Saturday, February 9, 2008

LA: the Land of the Crazy Plastics

I was just in Los Angeles for ten days - enjoying the sun, above seasonal temperatures, and cheap shopping. For the first seven days I was in love. I loved everything about it. Healthy eating was as accessible as botox (which is VERY). Cakes were fat and sugar free but loaded with taste (perhaps LA has some sort of legal magical drug that gives deliciousness to chocolate cupcakes?). And even the gym offered an array of exciting classes that had me going twice a day (Hello? Recess class? How can Red Rover NOT be a fun aerobic activity?).

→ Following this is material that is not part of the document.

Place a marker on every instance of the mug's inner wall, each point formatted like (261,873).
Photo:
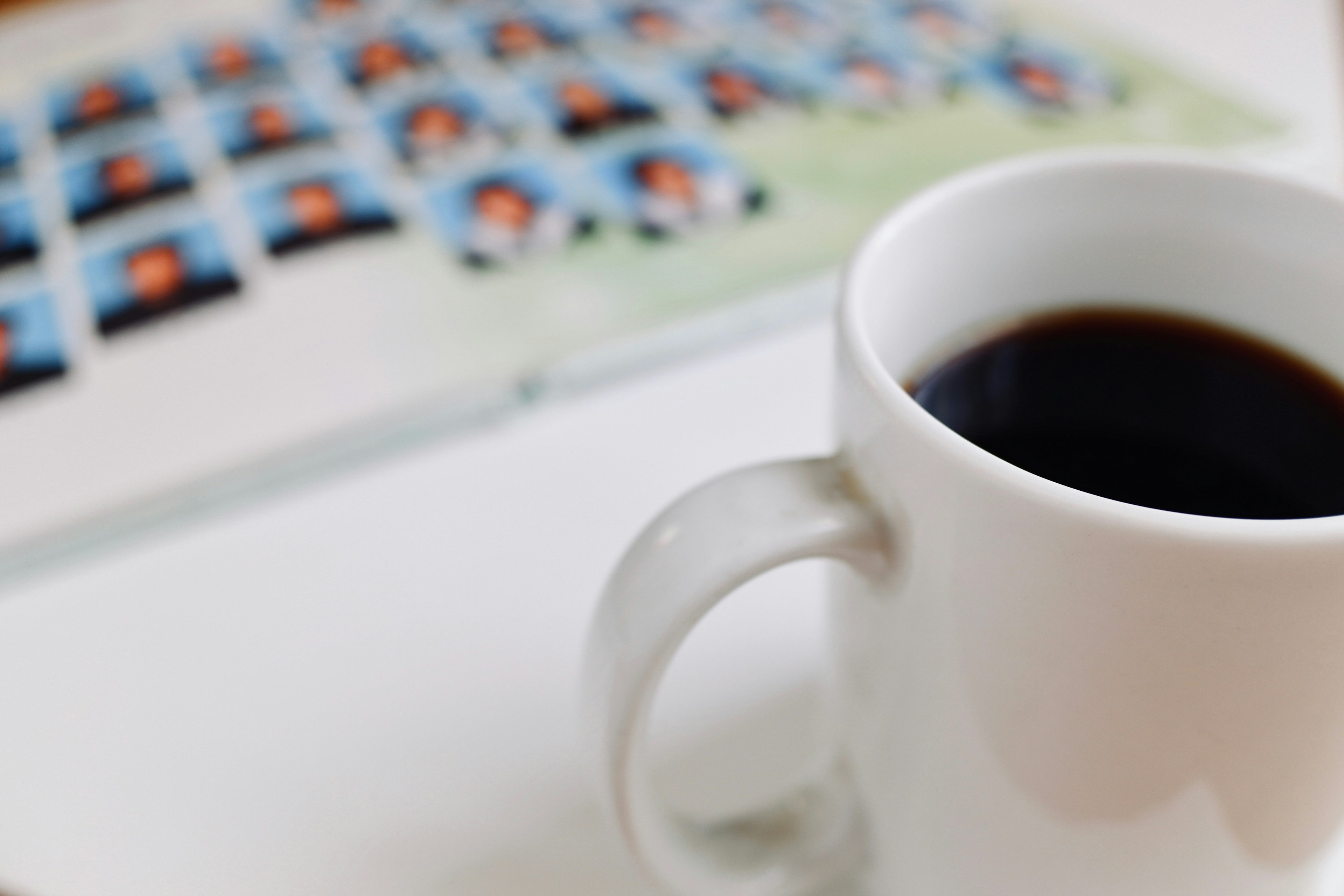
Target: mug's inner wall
(1233,248)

But on the eight day my love affair started to wane. Firstly, the traffic. THE TRAFFIC!!??? GAH! When you are stopped bumper to bumper on a TEN-lane freeway you know something is wrong. When it takes you nearly an hour to get to a place that should only take fifteen, you may want to shoot yourself. And the worst of the worst is that all I had was BAD LA RADIO playing in my car. It made my ears bleed, I swear.

Secondly, the people and the icky way they make you feel. Everyone in LA stares at everyone else. They are sizing you up, or trying to see if you are someone, or comparing their blonde highlights to your blonde highlights. And a slim (athletic! Average!) Canadian girl can't help but feel like a big fat moose when she works out at an LA gym. The classes were full of stick-figured-bobble-heads. You know the type: the girls who diet SO much that their heads end up looking ridiculously huge on their emancipated bodies. Icksville. Get these girls some Sprinkles Cupcakes STAT! There was also a large number of altered bodies that made me stare long and hard at them; trying to figure out why they resembled aliens. Until I realized it was a facelift/botox/lipinjection job. One woman must have been only 34 but looked like she was 68 trying to be 34. Her horribly pulled back eyes that could barely blink and her bizarrely large lips that resembled a ducks bill made me do a funny repulsed action with my body. Luckily we were in step class so I could blame my reaction on a missed move.

The gym was full of these weirdo LA-ites. Talking on their cell phones during yoga, wearing sunglasses on the pilates machine, and paying trainers to literally move their limbs for them.

I was quite happy to land back in rainy city where it may have been rainy but at least the lips were real and the chocolate cupcakes full of fat and sugar.